Harmony Gold Mining Co. Ltd., Africa’s third-largest producer of the metal, will oppose a union’s court application to allow workers at its biggest mine to return to company-owned accommodation.

The Association of Mineworkers and Construction Union today will ask the Johannesburg-based South Gauteng High Court to allow employees access to hostels at Harmony’s Kusasalethu mine, said Jeff Mphahlele, the union’s general secretary. Harmony will argue against the application, Henrika Basterfield, a spokeswoman for the company, said by phone.

“Workers have been sleeping outside Kusasalethu,” Mphahlele said by phone.

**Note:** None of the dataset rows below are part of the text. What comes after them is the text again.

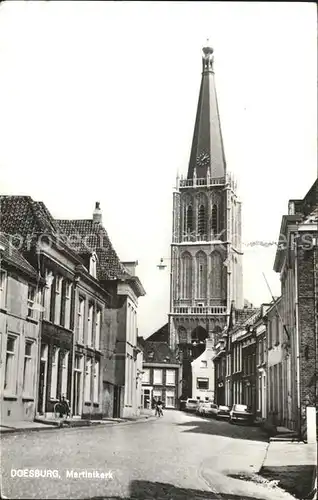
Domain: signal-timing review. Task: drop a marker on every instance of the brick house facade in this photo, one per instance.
(296, 261)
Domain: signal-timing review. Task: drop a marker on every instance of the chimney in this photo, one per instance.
(97, 214)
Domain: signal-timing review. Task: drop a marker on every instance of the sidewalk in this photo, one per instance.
(294, 465)
(47, 424)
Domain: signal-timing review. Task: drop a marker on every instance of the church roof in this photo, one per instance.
(207, 152)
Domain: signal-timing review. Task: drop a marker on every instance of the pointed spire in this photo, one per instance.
(207, 153)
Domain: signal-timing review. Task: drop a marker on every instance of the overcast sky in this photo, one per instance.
(98, 102)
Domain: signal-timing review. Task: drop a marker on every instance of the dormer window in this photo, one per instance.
(92, 265)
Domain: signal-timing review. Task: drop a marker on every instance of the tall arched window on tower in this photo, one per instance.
(215, 221)
(201, 261)
(202, 220)
(186, 276)
(189, 222)
(216, 275)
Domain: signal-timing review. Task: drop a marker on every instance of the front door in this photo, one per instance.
(41, 387)
(76, 410)
(116, 406)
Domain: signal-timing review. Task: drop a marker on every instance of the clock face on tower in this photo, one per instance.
(203, 159)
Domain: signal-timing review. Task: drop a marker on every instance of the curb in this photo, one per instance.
(50, 427)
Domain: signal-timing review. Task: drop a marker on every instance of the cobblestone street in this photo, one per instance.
(163, 458)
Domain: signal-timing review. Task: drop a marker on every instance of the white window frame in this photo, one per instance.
(3, 289)
(28, 369)
(10, 375)
(54, 372)
(48, 294)
(90, 319)
(146, 379)
(173, 377)
(64, 373)
(80, 319)
(96, 382)
(98, 324)
(87, 380)
(58, 299)
(155, 380)
(171, 393)
(67, 304)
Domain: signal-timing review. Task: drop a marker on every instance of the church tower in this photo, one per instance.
(206, 256)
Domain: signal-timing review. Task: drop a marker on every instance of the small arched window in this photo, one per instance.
(202, 220)
(189, 223)
(215, 222)
(186, 276)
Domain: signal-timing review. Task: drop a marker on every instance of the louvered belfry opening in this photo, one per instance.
(215, 225)
(202, 220)
(189, 219)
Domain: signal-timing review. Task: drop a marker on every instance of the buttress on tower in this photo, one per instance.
(206, 256)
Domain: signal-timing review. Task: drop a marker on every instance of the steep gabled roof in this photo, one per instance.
(25, 218)
(158, 352)
(85, 237)
(12, 256)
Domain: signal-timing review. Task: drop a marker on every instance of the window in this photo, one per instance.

Harmony on Jan. 7 started talks with labor unions that may result in the Kusasalethu mine closing after illegal strikes at the operation led to its suspension. The company reached 22 percent of its production target in the quarter through December because the Carletonville-based mine was closed.

A wave of strikes over pay that started at South African platinum mines and spread to gold, iron-ore, diamond and coal producers cut mining output by 10.1 billion rand ($1.1 billion) in 2012, costing tax revenue, exports and jobs, according to the National Treasury.

The stock dropped 0.3 percent to 67.28 rand by 10:14 a.m. in Johannesburg.